A eficiência de tais medidas é aceita mesmo por alguns autríacos, como Ludwig Lachmann, Friedrich von Wieser, De Soto, Hayek e o meio keynesiano e meio austríaco, George Shackle. Portanto, o economista cristão, não tem que ter o medo e o purismo que alguns austríacos do mainstream da EA em geral têm de dialogar com outras escolas econômicas. Dialogar não é aceitar os erros, mas procurar os acertos. Como nos mostra o professor Simon Wren-Lewis, professor de macroeconomia em Oxford, onde a ESM dialoga com os novos keynesianos.

Many people have heard of ordoliberalism.
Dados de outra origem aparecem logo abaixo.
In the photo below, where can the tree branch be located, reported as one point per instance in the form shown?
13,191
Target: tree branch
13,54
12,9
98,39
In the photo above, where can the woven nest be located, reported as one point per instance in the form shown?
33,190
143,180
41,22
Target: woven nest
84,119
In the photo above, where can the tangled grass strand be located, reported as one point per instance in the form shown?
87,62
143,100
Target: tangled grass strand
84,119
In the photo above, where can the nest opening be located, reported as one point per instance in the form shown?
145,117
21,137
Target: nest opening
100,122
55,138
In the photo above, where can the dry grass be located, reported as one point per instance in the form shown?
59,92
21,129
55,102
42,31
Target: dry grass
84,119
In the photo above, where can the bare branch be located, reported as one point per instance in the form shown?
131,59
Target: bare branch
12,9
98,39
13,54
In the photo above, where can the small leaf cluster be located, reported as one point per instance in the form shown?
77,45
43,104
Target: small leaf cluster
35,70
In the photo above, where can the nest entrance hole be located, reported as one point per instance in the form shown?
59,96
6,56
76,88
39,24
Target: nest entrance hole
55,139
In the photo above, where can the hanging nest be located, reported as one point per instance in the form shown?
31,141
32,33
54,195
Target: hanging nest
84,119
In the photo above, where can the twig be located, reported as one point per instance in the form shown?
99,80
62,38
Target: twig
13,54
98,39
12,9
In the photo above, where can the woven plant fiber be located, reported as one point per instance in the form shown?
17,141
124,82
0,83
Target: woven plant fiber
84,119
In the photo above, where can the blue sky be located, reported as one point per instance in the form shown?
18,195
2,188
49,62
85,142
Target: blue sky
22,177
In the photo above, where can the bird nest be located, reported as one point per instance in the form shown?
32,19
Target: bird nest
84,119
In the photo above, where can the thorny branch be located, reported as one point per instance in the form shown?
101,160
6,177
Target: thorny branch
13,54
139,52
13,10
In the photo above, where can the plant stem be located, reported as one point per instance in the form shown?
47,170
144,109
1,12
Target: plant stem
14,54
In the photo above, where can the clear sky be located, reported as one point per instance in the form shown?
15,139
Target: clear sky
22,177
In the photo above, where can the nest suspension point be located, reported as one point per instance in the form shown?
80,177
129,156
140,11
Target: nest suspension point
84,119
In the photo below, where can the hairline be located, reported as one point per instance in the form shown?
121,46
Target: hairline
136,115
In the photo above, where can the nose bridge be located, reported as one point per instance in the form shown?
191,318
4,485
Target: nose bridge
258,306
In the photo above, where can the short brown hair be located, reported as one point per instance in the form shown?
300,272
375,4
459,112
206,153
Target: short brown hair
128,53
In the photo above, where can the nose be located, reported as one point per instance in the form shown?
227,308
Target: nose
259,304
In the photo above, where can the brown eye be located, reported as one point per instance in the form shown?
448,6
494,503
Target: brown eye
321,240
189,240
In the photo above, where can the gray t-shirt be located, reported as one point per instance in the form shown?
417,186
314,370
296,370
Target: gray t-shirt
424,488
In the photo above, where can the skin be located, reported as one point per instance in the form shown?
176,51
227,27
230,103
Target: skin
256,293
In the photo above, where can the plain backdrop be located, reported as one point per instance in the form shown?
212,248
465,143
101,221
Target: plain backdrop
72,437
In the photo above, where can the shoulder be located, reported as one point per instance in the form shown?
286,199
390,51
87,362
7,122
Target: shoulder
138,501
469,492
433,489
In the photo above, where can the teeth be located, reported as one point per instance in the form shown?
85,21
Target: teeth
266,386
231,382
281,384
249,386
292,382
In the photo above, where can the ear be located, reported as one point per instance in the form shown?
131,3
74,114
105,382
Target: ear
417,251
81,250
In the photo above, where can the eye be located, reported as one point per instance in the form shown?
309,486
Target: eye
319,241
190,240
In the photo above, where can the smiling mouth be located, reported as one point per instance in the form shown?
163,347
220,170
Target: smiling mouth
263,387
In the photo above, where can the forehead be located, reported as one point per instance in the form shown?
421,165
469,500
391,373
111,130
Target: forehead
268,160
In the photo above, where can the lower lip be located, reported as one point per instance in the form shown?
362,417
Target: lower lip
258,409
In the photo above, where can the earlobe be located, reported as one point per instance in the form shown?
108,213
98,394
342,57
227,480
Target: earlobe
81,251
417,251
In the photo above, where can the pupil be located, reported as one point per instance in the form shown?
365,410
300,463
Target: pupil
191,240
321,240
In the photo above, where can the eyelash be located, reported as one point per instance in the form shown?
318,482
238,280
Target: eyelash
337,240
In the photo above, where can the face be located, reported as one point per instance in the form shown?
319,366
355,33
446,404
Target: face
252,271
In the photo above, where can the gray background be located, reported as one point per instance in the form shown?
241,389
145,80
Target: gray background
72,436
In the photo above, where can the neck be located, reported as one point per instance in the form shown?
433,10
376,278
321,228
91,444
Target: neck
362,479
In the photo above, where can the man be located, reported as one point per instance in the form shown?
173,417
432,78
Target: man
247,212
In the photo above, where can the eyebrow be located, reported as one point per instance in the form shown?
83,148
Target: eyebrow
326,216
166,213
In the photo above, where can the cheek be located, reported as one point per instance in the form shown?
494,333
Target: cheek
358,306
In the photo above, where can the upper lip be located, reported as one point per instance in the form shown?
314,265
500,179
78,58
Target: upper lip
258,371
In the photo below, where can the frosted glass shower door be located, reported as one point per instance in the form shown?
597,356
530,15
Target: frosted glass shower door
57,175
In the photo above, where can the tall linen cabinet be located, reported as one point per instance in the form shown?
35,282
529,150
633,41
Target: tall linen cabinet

It would be easy to equate ordoliberalism with neoliberalism, and argue that German attitudes simply reflect the ideological dominance of neo/ordoliberal ideas. However, as I once tried to argue, because ordoliberalism recognises actual departures from an ideal of perfect markets and the need for state action in dealing with those departures (e.g. monopoly), it is potentially much more amenable to New Keynesian ideas than neoliberalism.

John C. Médaille, Wilhelm Röpke e Marcelo Resico são outros que pensam em uma economia cristã dialogando com ideias keynesianas. O próprio Wilhelm Röpke na sua teoria dos ciclos econômicos admite que numa crise secundária (ou deflacionária) a política fiscal pode ser absolutamente necessária.